L’intermédiaire qui jouerait le rôle de l’agent, Rolf Wegener, n’est pas agréé FIFA mais est mandaté par le club pour gérer les intérêts de Moses.Il est mandaté par le club et conseiller de Moses alors qu’il n’est pas agent.Le club de Dusseldorf a mandaté Engl&Tilmann pour la transaction. Légal là-bas, pas ici.
Les dirigeants marseillais semblent ne jamais avoir rencontré les dirigeants du Fortuna, ni le cabinet Tilmann, et n’est pas passé par les services d’un agent puisque Wegener n’en a pas le statut. « Je trouve que ça ne fait pas très sérieux » lâche le Président, devant le manque de rigueur du staff de l’OM.
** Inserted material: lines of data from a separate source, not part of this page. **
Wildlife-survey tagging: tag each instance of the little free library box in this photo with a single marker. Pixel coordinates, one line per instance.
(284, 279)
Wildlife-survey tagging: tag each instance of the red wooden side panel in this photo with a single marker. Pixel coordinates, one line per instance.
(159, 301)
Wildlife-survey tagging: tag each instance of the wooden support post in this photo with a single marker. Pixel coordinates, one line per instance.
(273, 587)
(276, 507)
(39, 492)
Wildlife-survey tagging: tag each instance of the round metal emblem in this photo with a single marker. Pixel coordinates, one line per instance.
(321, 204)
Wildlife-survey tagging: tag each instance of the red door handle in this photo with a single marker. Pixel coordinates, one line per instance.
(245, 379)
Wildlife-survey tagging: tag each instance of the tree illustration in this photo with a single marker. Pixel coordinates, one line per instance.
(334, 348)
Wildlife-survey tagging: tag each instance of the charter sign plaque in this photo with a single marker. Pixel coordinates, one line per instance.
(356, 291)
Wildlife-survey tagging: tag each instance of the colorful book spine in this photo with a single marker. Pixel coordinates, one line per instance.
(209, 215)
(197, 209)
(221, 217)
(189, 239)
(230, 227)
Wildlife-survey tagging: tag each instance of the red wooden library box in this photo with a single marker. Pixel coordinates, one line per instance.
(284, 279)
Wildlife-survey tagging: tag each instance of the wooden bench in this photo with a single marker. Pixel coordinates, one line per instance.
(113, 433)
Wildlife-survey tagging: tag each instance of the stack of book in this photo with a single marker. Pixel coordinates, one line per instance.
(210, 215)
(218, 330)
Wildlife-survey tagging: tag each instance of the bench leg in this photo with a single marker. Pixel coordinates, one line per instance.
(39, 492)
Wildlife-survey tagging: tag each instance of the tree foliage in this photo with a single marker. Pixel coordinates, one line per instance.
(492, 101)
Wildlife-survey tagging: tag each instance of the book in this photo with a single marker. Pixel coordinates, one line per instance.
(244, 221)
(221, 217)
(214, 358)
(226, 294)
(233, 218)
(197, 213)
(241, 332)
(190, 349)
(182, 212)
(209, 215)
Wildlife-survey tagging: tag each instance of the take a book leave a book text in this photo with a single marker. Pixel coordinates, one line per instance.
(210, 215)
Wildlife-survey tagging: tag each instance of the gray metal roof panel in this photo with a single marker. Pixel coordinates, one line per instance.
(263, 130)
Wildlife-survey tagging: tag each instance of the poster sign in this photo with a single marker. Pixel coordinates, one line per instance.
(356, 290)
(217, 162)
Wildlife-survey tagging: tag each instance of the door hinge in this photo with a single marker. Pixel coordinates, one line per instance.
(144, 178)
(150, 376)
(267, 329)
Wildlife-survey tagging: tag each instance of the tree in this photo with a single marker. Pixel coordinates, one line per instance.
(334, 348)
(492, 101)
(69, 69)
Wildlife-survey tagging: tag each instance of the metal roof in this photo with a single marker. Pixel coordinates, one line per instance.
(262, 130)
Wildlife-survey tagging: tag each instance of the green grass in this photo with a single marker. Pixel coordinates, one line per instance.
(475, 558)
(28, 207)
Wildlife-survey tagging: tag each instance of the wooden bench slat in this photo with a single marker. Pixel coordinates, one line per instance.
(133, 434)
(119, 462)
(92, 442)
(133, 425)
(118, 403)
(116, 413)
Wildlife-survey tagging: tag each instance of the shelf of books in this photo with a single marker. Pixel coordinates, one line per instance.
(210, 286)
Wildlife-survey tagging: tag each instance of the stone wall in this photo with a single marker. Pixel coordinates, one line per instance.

La convention du 12 août 97 dispose aussi d’une clause fourre-tout : « Les termes sommes de transferts ou montant des transferts reprennent la somme des trasferts proprement dits, ainsi que d’autres prestations éventuelles convenues en récompense du transfert du joueur. »
De ce montage financier, RLD affirme ne rien savoir. Ni que le versement n’avait pas été effectué vers le club vendeur. RLD pensait que le mandat du cabinet Tilmann était légal.
RLD a pourtant signé ce document, alors que d’habitude, il ne le fait pas.
Pierre Dubiton, ancien expert-comptable de l’OM, affirme avoir refusé pendant 1 mois de signer l’ordre de versement. Il a pourtant signé un ordre comparable, pour le transfert de Victor Agali.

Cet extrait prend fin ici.